Hnf4a-mediated regulation of proximal tubule progenitors in the mouse kidney
Posted on: 10 March 2020
Preprint posted on 17 February 2020
Article now published in Journal of the American Society of Nephrology at http://dx.doi.org/10.1681/ASN.2020020184
Tracking down proximal tubule progenitors: Marable et al develop lineage tracing and a tissue-specific Hnf4a mutant to elucidate downstream mechanisms at play during kidney development
Selected by Brooke ChambersCategories: cell biology, developmental biology, genetics, genomics, molecular biology
Background:
The kidneys are a pair of homeostatic organs that participate in blood filtration, toxin removal, fluid regulation, electrolyte balance, and acid-base control.

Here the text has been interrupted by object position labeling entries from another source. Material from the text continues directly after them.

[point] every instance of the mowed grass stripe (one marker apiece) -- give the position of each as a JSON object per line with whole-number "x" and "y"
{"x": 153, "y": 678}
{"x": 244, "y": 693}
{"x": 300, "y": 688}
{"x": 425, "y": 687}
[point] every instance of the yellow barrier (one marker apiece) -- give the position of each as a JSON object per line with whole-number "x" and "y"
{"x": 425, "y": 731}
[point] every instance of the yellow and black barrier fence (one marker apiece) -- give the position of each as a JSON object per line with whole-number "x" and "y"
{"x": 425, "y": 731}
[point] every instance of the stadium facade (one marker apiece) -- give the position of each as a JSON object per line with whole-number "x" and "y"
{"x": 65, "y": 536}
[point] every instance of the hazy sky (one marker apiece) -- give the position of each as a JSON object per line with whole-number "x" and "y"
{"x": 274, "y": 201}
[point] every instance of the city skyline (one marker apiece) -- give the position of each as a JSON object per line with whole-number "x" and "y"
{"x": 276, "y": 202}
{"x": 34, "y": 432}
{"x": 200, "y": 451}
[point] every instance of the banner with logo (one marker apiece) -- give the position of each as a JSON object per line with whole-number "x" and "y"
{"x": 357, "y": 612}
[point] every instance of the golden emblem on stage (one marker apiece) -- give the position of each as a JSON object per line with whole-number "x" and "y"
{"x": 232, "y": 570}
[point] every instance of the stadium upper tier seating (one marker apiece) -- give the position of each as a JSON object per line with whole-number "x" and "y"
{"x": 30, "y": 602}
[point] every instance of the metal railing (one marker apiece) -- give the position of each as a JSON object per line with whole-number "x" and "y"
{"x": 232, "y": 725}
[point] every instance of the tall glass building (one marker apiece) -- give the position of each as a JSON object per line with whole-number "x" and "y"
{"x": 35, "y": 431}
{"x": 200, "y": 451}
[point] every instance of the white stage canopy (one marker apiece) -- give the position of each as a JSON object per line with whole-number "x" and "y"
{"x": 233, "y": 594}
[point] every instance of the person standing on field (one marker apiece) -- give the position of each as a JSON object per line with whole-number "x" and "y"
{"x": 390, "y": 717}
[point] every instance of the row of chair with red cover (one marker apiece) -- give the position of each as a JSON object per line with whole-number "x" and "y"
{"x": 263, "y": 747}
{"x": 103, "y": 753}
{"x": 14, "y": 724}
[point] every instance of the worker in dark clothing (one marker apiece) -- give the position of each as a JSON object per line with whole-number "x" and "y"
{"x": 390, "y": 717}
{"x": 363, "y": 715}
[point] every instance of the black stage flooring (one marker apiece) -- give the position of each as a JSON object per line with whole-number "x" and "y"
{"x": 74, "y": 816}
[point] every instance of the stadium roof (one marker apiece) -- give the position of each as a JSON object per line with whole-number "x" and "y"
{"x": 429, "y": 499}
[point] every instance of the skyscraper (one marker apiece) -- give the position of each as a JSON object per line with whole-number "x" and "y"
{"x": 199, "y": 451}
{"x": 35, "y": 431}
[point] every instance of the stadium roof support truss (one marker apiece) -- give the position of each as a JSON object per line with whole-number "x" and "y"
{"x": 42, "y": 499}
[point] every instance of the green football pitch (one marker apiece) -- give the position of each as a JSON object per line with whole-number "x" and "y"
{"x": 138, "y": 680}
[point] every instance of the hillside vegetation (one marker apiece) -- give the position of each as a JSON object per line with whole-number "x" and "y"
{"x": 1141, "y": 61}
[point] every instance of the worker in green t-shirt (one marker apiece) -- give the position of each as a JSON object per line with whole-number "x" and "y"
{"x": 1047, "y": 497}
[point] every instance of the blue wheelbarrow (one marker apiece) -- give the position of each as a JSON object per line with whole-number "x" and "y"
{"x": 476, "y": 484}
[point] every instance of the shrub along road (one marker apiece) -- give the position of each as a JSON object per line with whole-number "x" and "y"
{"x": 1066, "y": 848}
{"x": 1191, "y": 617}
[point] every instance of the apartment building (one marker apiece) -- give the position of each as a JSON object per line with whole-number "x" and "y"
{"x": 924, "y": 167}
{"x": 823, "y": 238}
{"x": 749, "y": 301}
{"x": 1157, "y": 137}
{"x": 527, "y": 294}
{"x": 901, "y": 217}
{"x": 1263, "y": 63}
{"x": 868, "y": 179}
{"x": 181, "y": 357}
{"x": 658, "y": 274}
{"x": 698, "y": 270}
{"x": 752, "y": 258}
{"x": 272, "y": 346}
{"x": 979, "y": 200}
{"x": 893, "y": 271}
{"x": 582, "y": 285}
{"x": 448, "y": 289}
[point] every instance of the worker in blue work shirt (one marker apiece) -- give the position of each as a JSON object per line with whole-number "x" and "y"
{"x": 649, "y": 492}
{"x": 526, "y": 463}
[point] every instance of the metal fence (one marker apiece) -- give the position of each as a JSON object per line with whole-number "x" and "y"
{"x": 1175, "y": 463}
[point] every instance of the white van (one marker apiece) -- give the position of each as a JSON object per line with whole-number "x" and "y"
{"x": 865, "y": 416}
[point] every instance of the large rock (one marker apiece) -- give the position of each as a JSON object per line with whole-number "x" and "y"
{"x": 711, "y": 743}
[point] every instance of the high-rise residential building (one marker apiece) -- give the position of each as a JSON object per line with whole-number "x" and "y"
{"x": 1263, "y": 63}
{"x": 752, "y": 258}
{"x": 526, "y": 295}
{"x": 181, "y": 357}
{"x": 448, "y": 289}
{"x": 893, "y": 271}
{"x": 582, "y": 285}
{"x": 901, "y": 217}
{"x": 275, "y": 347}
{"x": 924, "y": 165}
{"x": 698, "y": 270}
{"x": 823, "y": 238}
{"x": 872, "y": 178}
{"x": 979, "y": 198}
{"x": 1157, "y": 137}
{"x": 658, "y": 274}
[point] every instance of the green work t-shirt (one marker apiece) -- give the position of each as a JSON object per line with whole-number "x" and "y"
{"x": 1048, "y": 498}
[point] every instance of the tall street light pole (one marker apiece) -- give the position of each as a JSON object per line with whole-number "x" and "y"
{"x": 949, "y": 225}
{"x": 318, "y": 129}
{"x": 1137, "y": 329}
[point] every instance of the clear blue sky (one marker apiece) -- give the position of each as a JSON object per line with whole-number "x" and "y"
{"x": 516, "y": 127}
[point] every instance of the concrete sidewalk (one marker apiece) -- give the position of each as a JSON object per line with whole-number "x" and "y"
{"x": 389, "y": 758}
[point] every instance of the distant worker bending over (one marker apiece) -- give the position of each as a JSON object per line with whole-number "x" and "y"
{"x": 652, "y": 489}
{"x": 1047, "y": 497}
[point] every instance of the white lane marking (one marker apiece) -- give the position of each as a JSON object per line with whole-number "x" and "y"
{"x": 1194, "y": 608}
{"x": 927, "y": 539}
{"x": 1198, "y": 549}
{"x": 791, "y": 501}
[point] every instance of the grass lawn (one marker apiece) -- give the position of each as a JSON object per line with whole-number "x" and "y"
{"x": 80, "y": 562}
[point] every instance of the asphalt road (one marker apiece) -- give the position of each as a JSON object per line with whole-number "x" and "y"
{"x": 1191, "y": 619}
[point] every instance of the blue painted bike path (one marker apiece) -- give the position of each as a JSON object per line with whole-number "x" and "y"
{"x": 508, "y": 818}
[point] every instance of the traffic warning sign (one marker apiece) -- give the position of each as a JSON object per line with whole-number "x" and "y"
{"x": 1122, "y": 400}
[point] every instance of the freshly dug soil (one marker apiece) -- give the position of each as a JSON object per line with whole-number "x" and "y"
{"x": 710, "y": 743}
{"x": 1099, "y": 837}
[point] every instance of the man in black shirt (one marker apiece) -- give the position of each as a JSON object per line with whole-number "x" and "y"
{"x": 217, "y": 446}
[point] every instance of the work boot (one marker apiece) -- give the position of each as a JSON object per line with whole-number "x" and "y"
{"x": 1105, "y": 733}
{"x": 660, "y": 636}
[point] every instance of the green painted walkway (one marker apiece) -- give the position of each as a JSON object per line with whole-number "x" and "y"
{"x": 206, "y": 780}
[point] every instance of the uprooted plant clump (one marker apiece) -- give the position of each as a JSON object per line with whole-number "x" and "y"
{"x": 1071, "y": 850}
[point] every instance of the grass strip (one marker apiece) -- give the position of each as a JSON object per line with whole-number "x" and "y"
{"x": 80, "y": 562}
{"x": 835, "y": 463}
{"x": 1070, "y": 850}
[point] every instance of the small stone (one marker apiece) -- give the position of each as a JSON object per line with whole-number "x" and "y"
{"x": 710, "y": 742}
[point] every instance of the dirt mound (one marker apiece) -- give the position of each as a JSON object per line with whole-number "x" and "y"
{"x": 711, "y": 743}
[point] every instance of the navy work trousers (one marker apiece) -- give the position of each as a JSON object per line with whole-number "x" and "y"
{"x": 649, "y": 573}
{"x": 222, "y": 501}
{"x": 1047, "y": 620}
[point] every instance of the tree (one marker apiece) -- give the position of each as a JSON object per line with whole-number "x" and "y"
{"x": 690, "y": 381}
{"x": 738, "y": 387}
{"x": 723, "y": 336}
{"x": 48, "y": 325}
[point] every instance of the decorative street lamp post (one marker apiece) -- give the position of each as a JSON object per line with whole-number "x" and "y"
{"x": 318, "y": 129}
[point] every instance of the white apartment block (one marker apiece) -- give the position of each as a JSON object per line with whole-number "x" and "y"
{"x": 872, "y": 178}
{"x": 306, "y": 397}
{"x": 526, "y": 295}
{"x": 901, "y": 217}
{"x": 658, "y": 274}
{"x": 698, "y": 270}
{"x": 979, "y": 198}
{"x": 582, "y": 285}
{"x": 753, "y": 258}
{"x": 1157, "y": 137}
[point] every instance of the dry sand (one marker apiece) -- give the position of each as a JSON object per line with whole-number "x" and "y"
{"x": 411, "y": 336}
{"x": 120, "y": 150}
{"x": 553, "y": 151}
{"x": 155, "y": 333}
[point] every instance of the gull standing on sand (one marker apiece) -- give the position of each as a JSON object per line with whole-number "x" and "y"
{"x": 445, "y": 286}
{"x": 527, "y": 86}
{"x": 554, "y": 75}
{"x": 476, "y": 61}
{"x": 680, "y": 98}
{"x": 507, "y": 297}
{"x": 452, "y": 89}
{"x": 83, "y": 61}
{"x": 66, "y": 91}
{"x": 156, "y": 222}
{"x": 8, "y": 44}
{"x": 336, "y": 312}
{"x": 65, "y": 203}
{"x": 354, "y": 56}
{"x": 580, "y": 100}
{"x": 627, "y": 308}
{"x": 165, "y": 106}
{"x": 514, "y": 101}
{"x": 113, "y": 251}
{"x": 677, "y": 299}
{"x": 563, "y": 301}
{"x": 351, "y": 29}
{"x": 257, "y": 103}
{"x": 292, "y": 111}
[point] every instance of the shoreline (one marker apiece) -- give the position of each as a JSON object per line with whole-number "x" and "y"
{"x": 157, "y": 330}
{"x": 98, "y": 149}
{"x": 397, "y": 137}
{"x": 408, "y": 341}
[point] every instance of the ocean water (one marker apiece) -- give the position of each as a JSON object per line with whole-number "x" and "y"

To complete these tasks, this organ employs thousands of microscopic functional units called nephrons. Each nephron is comprised of a glomerulus (blood filter), a segmented tubule, and a collecting duct. The nephron tubule encompasses a sequence of proximal, intermediate and distal segments, each which execute distinct physiological functions via ion channel proteins. In particular, the proximal tubules are the major site of reabsorption in the nephron and therefore exhibit high metabolic activity (Zhuo & Li, 2013). Despite the functional importance of proximal tubules, the genetic signals necessary for the development of these epithelial cells remain poorly understood. To this end, current single-cell RNA sequencing initiatives of developing kidney tissue have shed light on segment-specific nephron regulators (Lindström et al., 2018; Menon et al., 2018; Combes et al., 2019). These comprehensive transcriptomic profiles provide a great launching point for functional validation studies of top genetic candidates in a vertebrate model system.
Experimental System:
The authors developed a new Hnf4a knockout mouse model using Osr2Cre to conditionally delete Hnf4a in developing proximal-intermediate nephron progenitors. Mutant kidney sections were phenotyped by immunofluorescence for proximal tubule markers: LTL (Lotus Tetragonolobus Lectin), Lrp2 (low-density lipoprotein-related protein 2), and Cdh6 (Cadherin-6). Lineage tracing experiments were conducted by a tamoxifen-inducible Cre recombinase system driven by the Cdh6 promoter (Cdh6CreER) paired with the Cre-inducible Rosa26Ai3 reporter. Chromatin immunoprecipitation followed by high-throughput sequencing (CHIP-seq) and RNA-sequencing of postnatal day 0 (P0) mouse kidneys were completed to identify downstream proximal tubule genetic regulatory network candidates.
Key Findings:
Hnf4a is necessary for proximal tubule differentiation and postnatal survival
Analysis of Hnf4a mutant kidneys revealed decreased expression of mature proximal tubule markers LTL and Lrp2. Significantly, these mutant cells lacked an apical brush border, which is a post-mitotic feature required for proximal tubule function, specifically reabsorption of molecules and solutes. Further, histological examination of mutant kidneys indicated severely damaged tissue, cortical cysts, and hydronephrosis. These renal phenotypes caused significant postnatal lethality, where no Hnf4a mutant pups survived to weaning age. The authors’ findings corroborate the importance of proximal tubule formation for survival. The Hnf4a mutant mice in this study phenocopy many of the key clinical manifestations of human Fanconi renotubular syndrome (FRTS), which encompasses generalized proximal tubule dysfunction. To this point, a previous study found a heterozygous mutation in the DNA-binding domain of human HNF4A triggers atypical dominant FRTS (Hamilton et al., 2014). Therefore, the Hnf4a;Osr2Cre mouse system provides the opportunity to glean insight into mechanisms that contribute to human FRTS.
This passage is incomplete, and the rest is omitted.